Portorose, il casinò ipoteca gli immobili per evitare il crac

Serve subito una ricapitalizzazione da 10 milioni di euro Il Comune di Capodistria pronto a entrare nella società

TRIESTE. È il casinò storico per i triestini, parliamo di quello di Portorose, la casa da gioco che evoca notti trasgressive nel “proibizionismo” degli anni Settanta. Quando ancora c’era la Jugoslavia di Tito e dove i capitalisti occidentali andavano a sperperare denaro nella patria socialista, il tutto condito da simpatiche donnine allegre, rigorosamente socialiste anch’esse. E oggi, chi l’avrebbe mai detto, il casinò di Portorose rischia il fallimento. Le banche hanno già ipotecato tutti i beni immobili, le sale gioco a Portorose e a Lipica oltre ai terreni di Sezana. La situazione è «molto, ma molto seria», conferma il presidente della società che gestisce la casa da gioco, Andrej Bosnjak. La liquidità a breve termine, vista anche la stagione turistica in pieno svolgimento, non è un problema, le dolenti note giungono invece dalla solvibilità a lungo termine.
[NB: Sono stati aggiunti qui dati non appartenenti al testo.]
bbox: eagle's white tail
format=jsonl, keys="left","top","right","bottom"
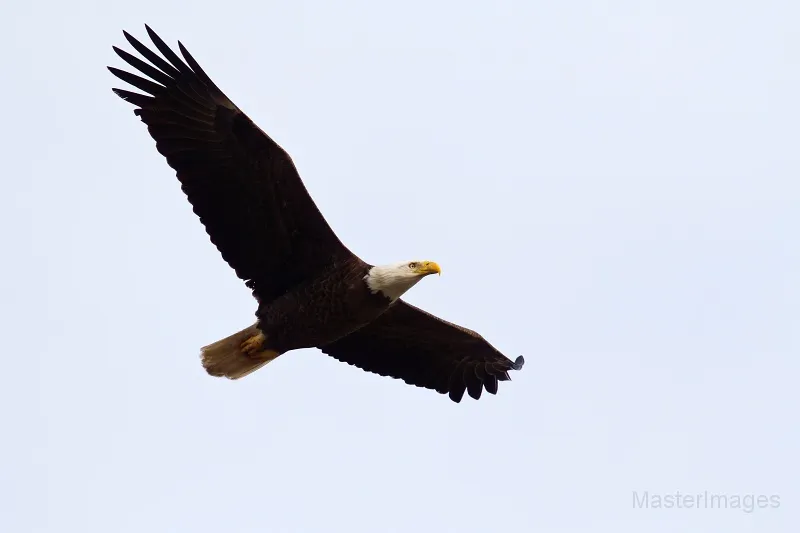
{"left": 200, "top": 323, "right": 280, "bottom": 380}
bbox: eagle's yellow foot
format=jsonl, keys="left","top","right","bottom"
{"left": 240, "top": 332, "right": 266, "bottom": 357}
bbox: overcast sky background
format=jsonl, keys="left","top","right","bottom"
{"left": 2, "top": 1, "right": 798, "bottom": 531}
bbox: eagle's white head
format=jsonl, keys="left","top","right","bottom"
{"left": 364, "top": 260, "right": 442, "bottom": 301}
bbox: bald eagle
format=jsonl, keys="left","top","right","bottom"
{"left": 108, "top": 25, "right": 524, "bottom": 402}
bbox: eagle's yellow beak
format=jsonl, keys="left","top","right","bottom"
{"left": 416, "top": 261, "right": 441, "bottom": 276}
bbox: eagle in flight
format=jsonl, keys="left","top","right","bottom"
{"left": 108, "top": 25, "right": 524, "bottom": 402}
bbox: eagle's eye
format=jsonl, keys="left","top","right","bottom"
{"left": 408, "top": 262, "right": 417, "bottom": 269}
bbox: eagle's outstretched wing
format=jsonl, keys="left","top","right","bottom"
{"left": 109, "top": 26, "right": 355, "bottom": 302}
{"left": 320, "top": 300, "right": 525, "bottom": 402}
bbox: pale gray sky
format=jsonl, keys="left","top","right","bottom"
{"left": 2, "top": 1, "right": 798, "bottom": 531}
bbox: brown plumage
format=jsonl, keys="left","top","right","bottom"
{"left": 109, "top": 25, "right": 524, "bottom": 402}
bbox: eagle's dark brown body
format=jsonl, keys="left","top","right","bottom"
{"left": 109, "top": 25, "right": 525, "bottom": 402}
{"left": 257, "top": 256, "right": 389, "bottom": 353}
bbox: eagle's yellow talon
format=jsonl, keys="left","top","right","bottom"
{"left": 240, "top": 332, "right": 266, "bottom": 356}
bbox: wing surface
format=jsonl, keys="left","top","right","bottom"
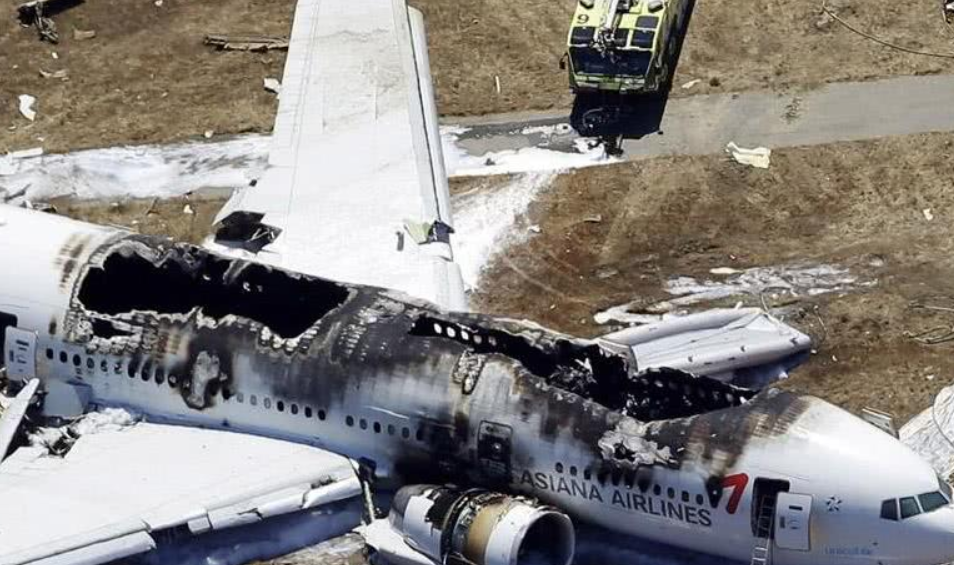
{"left": 208, "top": 0, "right": 465, "bottom": 311}
{"left": 0, "top": 420, "right": 361, "bottom": 565}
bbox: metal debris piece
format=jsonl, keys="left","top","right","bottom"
{"left": 725, "top": 142, "right": 771, "bottom": 169}
{"left": 72, "top": 27, "right": 96, "bottom": 40}
{"left": 18, "top": 95, "right": 37, "bottom": 122}
{"left": 204, "top": 34, "right": 289, "bottom": 52}
{"left": 923, "top": 208, "right": 935, "bottom": 222}
{"left": 681, "top": 78, "right": 701, "bottom": 89}
{"left": 263, "top": 77, "right": 282, "bottom": 95}
{"left": 38, "top": 68, "right": 68, "bottom": 80}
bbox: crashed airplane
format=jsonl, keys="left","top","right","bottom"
{"left": 2, "top": 0, "right": 953, "bottom": 564}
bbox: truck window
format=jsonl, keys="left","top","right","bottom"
{"left": 0, "top": 312, "right": 17, "bottom": 370}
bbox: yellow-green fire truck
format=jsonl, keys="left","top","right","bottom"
{"left": 564, "top": 0, "right": 689, "bottom": 94}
Davanti allo spettro dell’insolvenza ora gli organi amministrativi del casinò pensano a una ricapitalizzazione di circa 10 milioni di euro. «Senza la ricapitalizzazione - conferma Bosnjak - non si va da nessuna parte». O si trova presto il denaro o si dovrà pensare alla liquidazione dell’attività per arrivare al fallimento. Le banche (sono tre gli istituti creditori del casinò) potrebbero in ogni momento esigere il proprio denaro. Finora nessuna si è mossa proprio in attesa della ricapitalizzazione. Una crisi che si protrare da tempo. Già tre anni fa la società ha provveduto all’iniezione di 5 milioni di euro di denaro liquido, ha licenziato 140 addetti mentre nell’ultimo anno i 280 dipendenti superstiti hanno accettato di lavorare con un quinto dello stipendio in meno.

A fronte della crisi però il Casinò di Portorose resta un “boccone” ambito. E a farsi avanti per entrare a far parte della proprietà è stato il Comune di Capodistria per bocca del suo sindaco, il vulcanico Boris Popovic. Il quale vedrebbe di buon occhio addirittura il formarsi di una cordata dei comuni costieri e carsici per rilevare la proprietà della storica casa da gioco. Popovic ha convocato i rappresentanti sindacali degli addetti al casinò per ascoltare i loro problemi. Egli si è detto convinto che il comune saprebbe gestire molto meglio la casa da gioco, salvaguardando i posti di lavoro e assicurando il pagamento delle tasse allo Stato. Popovic ha altresì comunicato che ci sono ben tre società interessate a rilevare il Casinò di Portorose, due slovene e una estera.

Il Comune di Capodistria, comunque, non avrebbe intenzione di rilevare la quota di maggioranza, ma pensa concretamente di mettere a disposizione di un progetto di sviluppo l’area dell’ex Kemiplas su cui costruire un villaggio turistico con alberghi, case da gioco e welness.

Della situazione dell’”industria” del gioco d’azzardo sul Litorale parla a ruota libera Rajko Hrvatic il proprietario del casinò Carnevale a Scoffie. Gli ultimi anni, in effetti, sono stati di vacche magre per l’azzardo sloveno a causa dell’oramai obsoleta, a sua detta, legislazione nazionale sulle case da gioco e sul credito che non prende in considerazione le nuove necessità del settore dell’azzardo a livello europeo. Poi punta il dito sugli amministratori del Casinò di Portorose ai quali tempo fa ha offerto di procurare, a sua detta, gratuitamente nuovi clienti da portare nelle sale da gioco. L’unica risposta che si è sentito dare, racconta, è stata: «Ma tu che cosa ci guadagni?» E il discorso si è chiuso.

Ma Hrvatic è ancora più diretto. Il problema di Portorose, spiega, sono i dipendenti che guardano il cielo mentre i sindacati sono i veri e propri padroni del casinò.